Many people feel Claude has truly gotten stronger because it can more reliably handle long conversations, long documents, and multi-round follow-up additions. Some sources mention that Claude continues to improve in long context windows and context compression; the value of this kind of new feature isn’t “how much you can stuff in,” but “whether it can keep the main thread after you stuff it in.”

In practice, when using Claude to handle contracts, bid proposals, or research reports, it’s less likely to miss key information if you first have Claude produce an “outline + list of disputed points,” and then dig deeper section by section, rather than asking Claude to summarize everything in one go.

Claude Code: moving from “can write” to “can collaborate on changes”

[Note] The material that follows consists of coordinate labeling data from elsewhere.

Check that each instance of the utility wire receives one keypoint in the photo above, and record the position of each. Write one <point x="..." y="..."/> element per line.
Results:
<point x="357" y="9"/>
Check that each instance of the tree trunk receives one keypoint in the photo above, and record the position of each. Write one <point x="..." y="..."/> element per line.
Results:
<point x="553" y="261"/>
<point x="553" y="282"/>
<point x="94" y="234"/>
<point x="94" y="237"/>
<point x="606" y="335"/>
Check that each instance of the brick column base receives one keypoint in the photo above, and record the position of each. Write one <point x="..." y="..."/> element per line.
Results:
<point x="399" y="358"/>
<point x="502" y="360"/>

If you write code, it’s worth paying attention to the progress around Claude Code capabilities: it’s more like bringing Claude out of the chat box and into the development workflow, letting you collaborate conversationally around repositories, files, and changes. Compared with pasting code snippets only, Claude is more coherent across the chain of “understand context — propose changes — explain risks.”

The usage advice is simple: first ask Claude for the “minimal-change fix plan,” then ask for the “more ideal refactoring plan.” A two-step approach is steadier and easier to review.

Getting-started checklist: use these three steps to verify whether Claude’s new features fit you

Step one: take a long document you often use and test whether Claude can keep its conclusions consistent across multiple rounds of follow-up questions. Step two: do a model comparison—give the same prompt to different Claude models and compare speed, detail, and hallucination risk. Step three: if you’re a developer, validate with a Claude Code–style workflow whether “understanding the project structure” and “generating reviewable changes” truly saves time.

Claude’s new features aren’t just “smarter”—they’re more like turning capabilities into repeatable workflows. If you break the task down clearly, Claude’s improvements will be more noticeable.